Chollet J, Saragoussi D, Clay E, François C
Value Health 2013 Dec;16(8):1133-9
OBJECTIVE: To describe real-life prescription patterns, health care resource use, and costs in adults with generalized anxiety disorder (GAD) initiating antidepressant (AD) treatment in the United Kingdom.
METHODS: A retrospective longitudinal cohort study using data from Clinical Research Practice Datalink was conducted. Adults with incident prescription of an AD (index date) between January 1, 2006, and June 30, 2010, and with a diagnosis of GAD within the 2 months preceding or following the index date were included. Patients with a diagnosis of schizophrenia or bipolar disorder were excluded.

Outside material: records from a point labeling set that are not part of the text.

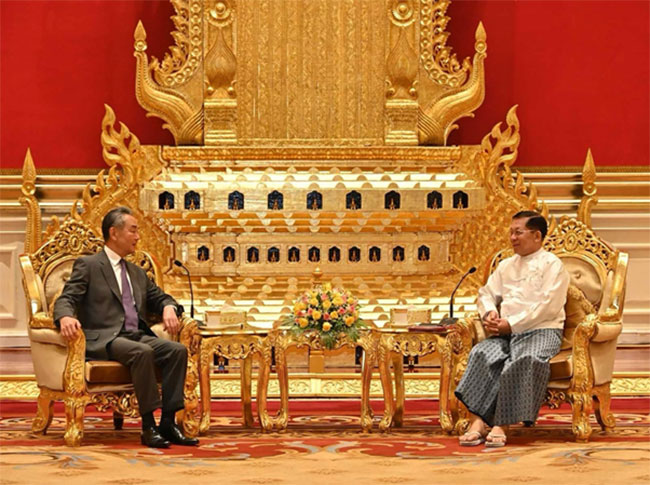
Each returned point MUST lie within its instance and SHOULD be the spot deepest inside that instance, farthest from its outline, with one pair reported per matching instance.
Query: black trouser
(142, 353)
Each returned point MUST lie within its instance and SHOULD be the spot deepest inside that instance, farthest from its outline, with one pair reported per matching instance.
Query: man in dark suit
(108, 299)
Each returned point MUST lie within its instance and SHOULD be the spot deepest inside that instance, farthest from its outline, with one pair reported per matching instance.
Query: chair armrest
(42, 320)
(47, 336)
(185, 323)
(607, 331)
(473, 322)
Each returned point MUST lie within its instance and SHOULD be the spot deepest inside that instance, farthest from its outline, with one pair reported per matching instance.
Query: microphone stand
(189, 280)
(450, 320)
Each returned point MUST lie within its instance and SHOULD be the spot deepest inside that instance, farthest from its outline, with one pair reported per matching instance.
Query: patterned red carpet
(324, 445)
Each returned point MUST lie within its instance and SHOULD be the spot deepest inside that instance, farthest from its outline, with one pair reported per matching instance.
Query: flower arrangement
(332, 312)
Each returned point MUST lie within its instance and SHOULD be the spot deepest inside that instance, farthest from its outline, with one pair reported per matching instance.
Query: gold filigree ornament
(402, 12)
(448, 89)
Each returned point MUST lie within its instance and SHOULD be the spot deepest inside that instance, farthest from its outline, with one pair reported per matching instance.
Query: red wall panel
(579, 71)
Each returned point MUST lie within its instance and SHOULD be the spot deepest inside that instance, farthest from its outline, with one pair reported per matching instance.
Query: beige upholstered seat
(582, 371)
(62, 372)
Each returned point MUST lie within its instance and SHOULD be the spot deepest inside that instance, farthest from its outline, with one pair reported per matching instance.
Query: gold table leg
(398, 369)
(246, 377)
(204, 383)
(446, 364)
(386, 384)
(266, 423)
(367, 364)
(282, 419)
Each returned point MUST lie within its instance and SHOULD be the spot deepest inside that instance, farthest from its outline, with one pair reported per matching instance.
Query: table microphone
(450, 320)
(189, 280)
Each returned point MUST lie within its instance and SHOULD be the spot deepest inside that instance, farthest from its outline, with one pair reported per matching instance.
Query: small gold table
(453, 347)
(284, 339)
(241, 345)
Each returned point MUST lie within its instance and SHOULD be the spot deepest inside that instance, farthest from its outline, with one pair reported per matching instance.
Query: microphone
(189, 280)
(450, 320)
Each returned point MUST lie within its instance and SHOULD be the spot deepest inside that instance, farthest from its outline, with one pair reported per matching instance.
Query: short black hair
(114, 218)
(535, 222)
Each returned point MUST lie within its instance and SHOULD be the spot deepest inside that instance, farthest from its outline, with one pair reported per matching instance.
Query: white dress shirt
(531, 290)
(115, 259)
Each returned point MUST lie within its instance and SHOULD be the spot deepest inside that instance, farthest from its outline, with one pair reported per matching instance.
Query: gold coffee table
(453, 346)
(240, 345)
(284, 339)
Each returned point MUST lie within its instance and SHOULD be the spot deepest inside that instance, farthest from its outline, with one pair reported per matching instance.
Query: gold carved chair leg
(459, 343)
(581, 409)
(282, 417)
(190, 415)
(205, 356)
(74, 420)
(601, 407)
(445, 351)
(398, 369)
(118, 420)
(383, 358)
(246, 375)
(367, 364)
(44, 414)
(266, 423)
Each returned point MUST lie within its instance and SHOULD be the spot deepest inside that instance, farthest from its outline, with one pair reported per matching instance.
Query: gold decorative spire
(589, 198)
(29, 200)
(450, 92)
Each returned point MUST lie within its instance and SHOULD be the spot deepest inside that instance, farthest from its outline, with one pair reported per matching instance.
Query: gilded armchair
(62, 372)
(581, 372)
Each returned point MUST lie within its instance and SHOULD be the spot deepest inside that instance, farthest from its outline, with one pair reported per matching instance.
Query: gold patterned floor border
(330, 386)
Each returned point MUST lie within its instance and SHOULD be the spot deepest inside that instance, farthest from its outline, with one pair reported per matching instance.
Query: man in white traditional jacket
(522, 311)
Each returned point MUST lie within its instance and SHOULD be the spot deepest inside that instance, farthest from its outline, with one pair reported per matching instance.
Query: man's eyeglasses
(520, 232)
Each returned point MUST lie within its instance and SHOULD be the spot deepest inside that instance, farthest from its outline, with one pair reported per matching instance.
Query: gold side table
(239, 345)
(453, 346)
(283, 339)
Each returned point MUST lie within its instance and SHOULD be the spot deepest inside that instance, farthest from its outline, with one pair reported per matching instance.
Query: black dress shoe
(151, 437)
(174, 435)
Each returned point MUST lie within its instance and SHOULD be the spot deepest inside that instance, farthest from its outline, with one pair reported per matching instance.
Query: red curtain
(579, 71)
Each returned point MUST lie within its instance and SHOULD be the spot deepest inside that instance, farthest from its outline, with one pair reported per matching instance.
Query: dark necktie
(130, 313)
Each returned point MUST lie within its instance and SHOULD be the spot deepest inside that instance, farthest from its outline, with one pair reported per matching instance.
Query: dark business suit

RESULTS: A total of 29,131 patients with GAD were included in the analysis. Their mean age was 48.5 ± 15.5 years, and two thirds were women. GAD-licensed ADs (i.e., escitalopram, paroxetine, venlafaxine XR, and duloxetine) represented only 12.5% of the index AD prescriptions. At least one anxiolytic was prescribed for 23.5% of the patients. Only 33.2% of the patients continued index AD treatment over the study period. Discontinuation occurred for 46.0% of the patients, after a mean of 3.7 months of treatment. The health care costs were £338.4 per patient in the 6 months before the index date and £984.6 in the 9 months after the index date. Psychiatric hospitalization (relative risk = 4.18; 95% CI 3.53-4.96; P < 0.001) and duloxetine as index treatment (relative risk = 1.85; 95% CI 1.30-2.63; P < 0.001) were the main determinants of increased costs for these patients.
CONCLUSIONS: The significant rate of AD discontinuation and associated treatment duration indicate unmet needs among patients with GAD. As described in American studies, substantial health care costs were also observed in this study.